Starting Out in Children’s Ministry by Alison Mitchell – A Review

Starting Out in Children’s Ministry by Alison Mitchell – A Review

Despite now being in my seventh-year working for a church and being a trained-up Anglican curate (not to mention the fact that I now rock up at church with a couple of my own kids in tow), the very thought of children’s ministry is still enough to bring me out in a cold sweat!


So I thank God for Alison Mitchell who has written this little gem, a treasure-trove for anyone seeking to get a handle on the nuts and bolts of children’s ministy. Alison is Commissioning Editor at The Good Book Company, with 30 years of involvement in training children’s and youth leaders, as well as being author of numerous children’s books and reams of ‘Sunday school’ kids material! In other words, you’d assume she’d be well placed to write this book – and once you start reading you realise she definitely is.

Of course, if you’re going to name a book “starting out” in children’s ministry, then it’s pretty important you make sure it’s not too overwhelming. I want a resource that I can hand to (or work through with) a new leader or church apprentice with confidence that it’s not going to scare them off (likewise, for fresh-faced curates!). And yet it also needs to be comprehensive enough to actually be a significant help in teaching, training and equipping people. Starting Out achieves both, making the task and privilege of children’s ministry both imaginable and exciting.

The book is only eight chapters, each one short and sweet, but between them they cover a rich sweep of pretty much everything you’d want introduced. Ranging from the general (‘Why Children’s Ministry?’) to the specific (‘Digging into the Bible’ and ‘Staying safe’), they’re an engaging blend of input, questions & activities, personal examples and prayer points. We recently ran a ‘thank you and refresher afternoon’ for all those involved in the different children’s ministries at our church, and this book was a brilliant resource to draw on in shaping that time.
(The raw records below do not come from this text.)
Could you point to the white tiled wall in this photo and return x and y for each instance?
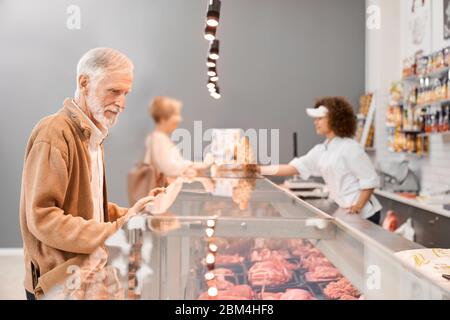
(436, 167)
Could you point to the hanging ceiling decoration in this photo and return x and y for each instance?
(212, 22)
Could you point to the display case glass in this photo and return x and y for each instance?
(246, 238)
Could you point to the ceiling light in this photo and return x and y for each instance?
(210, 33)
(213, 14)
(212, 72)
(214, 50)
(210, 63)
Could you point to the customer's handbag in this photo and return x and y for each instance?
(144, 177)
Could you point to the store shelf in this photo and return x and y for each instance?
(429, 134)
(414, 203)
(415, 155)
(428, 75)
(423, 105)
(411, 131)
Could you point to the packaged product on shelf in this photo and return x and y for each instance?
(409, 67)
(422, 63)
(438, 61)
(445, 118)
(447, 56)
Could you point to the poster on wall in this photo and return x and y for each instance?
(446, 16)
(419, 26)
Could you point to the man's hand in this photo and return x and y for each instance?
(156, 191)
(139, 205)
(355, 209)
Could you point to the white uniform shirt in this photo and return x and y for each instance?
(95, 153)
(164, 155)
(346, 169)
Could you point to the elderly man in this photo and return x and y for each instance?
(64, 212)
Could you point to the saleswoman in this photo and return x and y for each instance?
(340, 160)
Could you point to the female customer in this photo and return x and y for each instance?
(339, 160)
(161, 152)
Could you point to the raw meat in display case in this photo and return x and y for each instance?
(341, 289)
(275, 270)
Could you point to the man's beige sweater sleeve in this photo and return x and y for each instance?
(46, 183)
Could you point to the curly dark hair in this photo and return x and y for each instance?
(341, 117)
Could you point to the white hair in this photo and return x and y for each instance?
(98, 61)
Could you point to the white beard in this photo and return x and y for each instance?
(98, 111)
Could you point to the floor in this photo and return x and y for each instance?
(11, 274)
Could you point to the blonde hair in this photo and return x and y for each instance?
(163, 108)
(98, 61)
A few other stand-out aspects that I really appreciated:

  • I was really impressed by the way Alison presented a simple ‘toolbox’ for giving leaders confidence to dig into the details of a Bible passage for themselves – and unpack its big idea. I don’t think I’ve seen/read many people doing this quite as simply.
  • Some wise words on how to use – and how not to use – published teaching material.
  • Alison’s ‘Focus the fun’ element is a really useful reminder that fun is good (i.e. crafts, games, activities), but it doesn’t have to be separate from ‘teaching’ – it can be focused.
  • An understanding that different people (and different kids) learn best in different ways.
  • Seeing craft as a “secret weapon” – not just a convenient time-filler.
  • Helpful to have the subject of discipline is purposefully engaged with throughout, rather than being seen as a stand-alone topic.
  • It’s always good to feel that an author is genuinely enthusiastic about what she’s writing about. Alison’s writing oozes conviction and delight.
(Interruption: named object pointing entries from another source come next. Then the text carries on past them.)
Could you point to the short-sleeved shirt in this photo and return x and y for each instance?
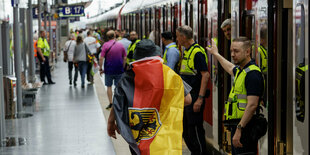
(254, 81)
(70, 46)
(172, 56)
(200, 65)
(113, 63)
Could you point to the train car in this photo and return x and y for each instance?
(279, 28)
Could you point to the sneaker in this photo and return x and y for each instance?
(109, 106)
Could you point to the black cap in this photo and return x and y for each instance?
(146, 48)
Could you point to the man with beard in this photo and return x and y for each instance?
(245, 93)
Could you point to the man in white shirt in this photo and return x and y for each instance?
(69, 51)
(92, 44)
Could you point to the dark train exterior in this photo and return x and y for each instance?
(282, 25)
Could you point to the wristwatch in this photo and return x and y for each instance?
(239, 127)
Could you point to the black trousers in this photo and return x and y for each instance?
(249, 148)
(76, 71)
(90, 77)
(45, 69)
(193, 131)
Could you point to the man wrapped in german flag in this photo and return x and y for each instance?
(148, 104)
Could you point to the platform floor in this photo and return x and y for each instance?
(66, 120)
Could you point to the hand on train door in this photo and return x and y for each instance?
(213, 49)
(236, 139)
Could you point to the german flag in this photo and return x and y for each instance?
(148, 105)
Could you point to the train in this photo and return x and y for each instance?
(281, 26)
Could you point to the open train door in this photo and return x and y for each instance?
(300, 77)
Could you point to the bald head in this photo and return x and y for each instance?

Maybe sometimes children’s work is seen as a bit secondary, or even worse, simply an exercise in glorified child-minding. Even when we know the ‘theory’ behind its importance, in practice the time we give to preparing (perhaps compared to a sermon, etc) can be rather lacking. But Starting Out gave me fresh joy and heaps of help for the challenge of teaching the next generation about our great and glorious God and what he has done.

You can pick up Starting Out in Children’s Ministry from The Good Book CompanyThe Good Book Company for less than a fiver – that’s a steal!

Disclaimer: The publisher has sent me a free copy of this book, but I hope this is still a fair and honest review.